Newlyn INDUSTRIAL CLASSES
A generic term used to identify those artist-led classes in embroidery, enamelling, jewellery-making, copper and metal-craft described under specialty names with NEWLYN as a prefix. From 1896 the Newlyn Industrial classes were exhibiting at the RCPS at Falmouth in the Annual Exhibitions. From 1924 they were also able to begin exhibiting at NAG, in the Craft Sections opened that year. Meantime, they had found markets and buyers regionally and nationally.
See specialist subjects: Newlyn ART METAL, Newlyn COPPERWORKS, Newlyn ENAMEL Studio, and ART-NEEDLECRAFT.
Bryan INGHAM
Born in Preston, Lancashire, Ingham studied at St Martin's School of Art, London 1957-61, taught by Frederick Gore and A Ziegler. At the Royal College of Art from 1961-4 he worked under Carel Weight, and spent a year (1966) at the British Academy (Rome) on scholarships that he won.

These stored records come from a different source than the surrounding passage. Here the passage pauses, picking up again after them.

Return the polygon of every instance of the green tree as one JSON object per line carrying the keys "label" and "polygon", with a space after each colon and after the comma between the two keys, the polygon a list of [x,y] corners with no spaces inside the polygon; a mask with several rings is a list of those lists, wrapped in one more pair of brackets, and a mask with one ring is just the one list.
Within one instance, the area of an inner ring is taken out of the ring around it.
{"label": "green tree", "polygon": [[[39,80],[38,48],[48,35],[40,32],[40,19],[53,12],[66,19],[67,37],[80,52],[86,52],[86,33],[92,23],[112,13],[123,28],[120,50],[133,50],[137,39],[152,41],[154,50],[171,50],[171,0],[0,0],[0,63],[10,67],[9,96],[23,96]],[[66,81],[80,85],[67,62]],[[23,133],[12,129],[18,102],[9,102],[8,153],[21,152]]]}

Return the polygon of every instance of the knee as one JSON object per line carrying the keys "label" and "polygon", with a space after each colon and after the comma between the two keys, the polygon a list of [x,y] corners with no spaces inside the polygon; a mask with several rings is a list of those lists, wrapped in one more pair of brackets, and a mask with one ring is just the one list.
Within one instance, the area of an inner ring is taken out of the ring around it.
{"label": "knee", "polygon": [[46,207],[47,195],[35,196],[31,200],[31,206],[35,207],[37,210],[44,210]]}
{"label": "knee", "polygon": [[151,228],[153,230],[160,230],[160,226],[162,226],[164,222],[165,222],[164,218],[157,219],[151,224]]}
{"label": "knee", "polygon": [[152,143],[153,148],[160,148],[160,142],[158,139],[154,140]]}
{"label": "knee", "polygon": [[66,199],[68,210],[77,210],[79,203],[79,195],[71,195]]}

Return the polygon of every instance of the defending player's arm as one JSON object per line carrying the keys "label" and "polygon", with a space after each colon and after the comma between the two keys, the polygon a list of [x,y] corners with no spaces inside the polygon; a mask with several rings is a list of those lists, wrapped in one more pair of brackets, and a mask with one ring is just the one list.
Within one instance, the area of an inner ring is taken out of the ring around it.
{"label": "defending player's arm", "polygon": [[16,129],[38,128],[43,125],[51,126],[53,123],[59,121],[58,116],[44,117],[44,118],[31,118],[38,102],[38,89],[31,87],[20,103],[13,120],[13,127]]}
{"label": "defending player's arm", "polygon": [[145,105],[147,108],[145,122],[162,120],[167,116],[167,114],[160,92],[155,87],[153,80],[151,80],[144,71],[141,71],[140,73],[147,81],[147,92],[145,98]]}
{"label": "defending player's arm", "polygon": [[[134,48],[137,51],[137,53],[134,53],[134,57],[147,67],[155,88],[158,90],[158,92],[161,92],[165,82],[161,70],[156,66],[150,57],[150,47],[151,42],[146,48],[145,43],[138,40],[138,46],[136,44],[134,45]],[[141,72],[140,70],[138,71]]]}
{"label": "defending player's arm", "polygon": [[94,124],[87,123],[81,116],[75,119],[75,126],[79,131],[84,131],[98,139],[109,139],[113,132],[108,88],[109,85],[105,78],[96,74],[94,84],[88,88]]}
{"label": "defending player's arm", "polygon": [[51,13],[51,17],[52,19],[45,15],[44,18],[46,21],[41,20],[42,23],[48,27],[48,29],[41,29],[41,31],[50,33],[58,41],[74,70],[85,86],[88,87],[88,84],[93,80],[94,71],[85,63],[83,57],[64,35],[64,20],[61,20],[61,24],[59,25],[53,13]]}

In Cornwall he exhibited at the Wills Lane Gallery, St Ives (1976) and the Book Gallery, St Ives in the early 1990s. In between he also put in work to the mixed shows at NAG, and showed widely abroad (especially in Germany). In Cornwall he and his wife Aysel, a novelist, lived near Helston, on the Lizard.
William Ayerst INGRAM
Ingram was born in Twickenham, Richmond upon Thames, Greater London on 27 April 1855 (GRO) - not in Glasgow, as often quoted, probably from biographies by Martin Hardie (1968) and Wood (even in 2008)! - the son of the Vicar of the parish, who was born in Glasgow and from which the confusion may arise (Ingram's birth certificate is lodged in the WCAA collection as researched and catalogued by George BEDNAR). As a young man, Ingram had a studio in Chelsea near his artist friend George Percy Jacomb-Hood (1857-1929), who described Ingram as an energetic friend who had been to Australia.
Wood states that he had studied painting with John Steeple (fl1846-d1887) and A W Weedon, probably in London. In 1888 he became the President of the Royal British Colonial Society of Artists, and the founder and President of the Anglo-Australian Society.
From 1882, when in England, he made his home in Falmouth, Cornwall. Closely associated with the Newlyn Art Colony in both Newlyn and St Ives, in the 1891 Census he was registered as living at Wodehouse Terrace (no number) with a housekeeper to look after the daily duties. In the following year the Street directory for Falmouth states his home to be at No. 11 Wodehouse Terrace, though from that year until 1894, he is identified as living at No. 6. In 1896 (Cornish Echo) the newspaper announced his marriage to an American, Miss May Martha Fay.
The 1911 Census shows that the couple were living at Tregurrian in Falmouth, and the entry included mention of friends Harold KNIGHT and his wife Laura KNIGHT. In Falmouth he was considered the most energetic of the small artistic community there. His good friends were Henry Scott TUKE, and John Herbert Eva DOWNING (Jack). These three were all involved with the setting-up of the Falmouth Art Gallery in 1894, and Ingram was Vice-President of the RCPS (1902-04). He died in Falmouth on 20 March, 1913, age 58.
Miss INNES
A pupil of the FORBES SCHOOL in 1926.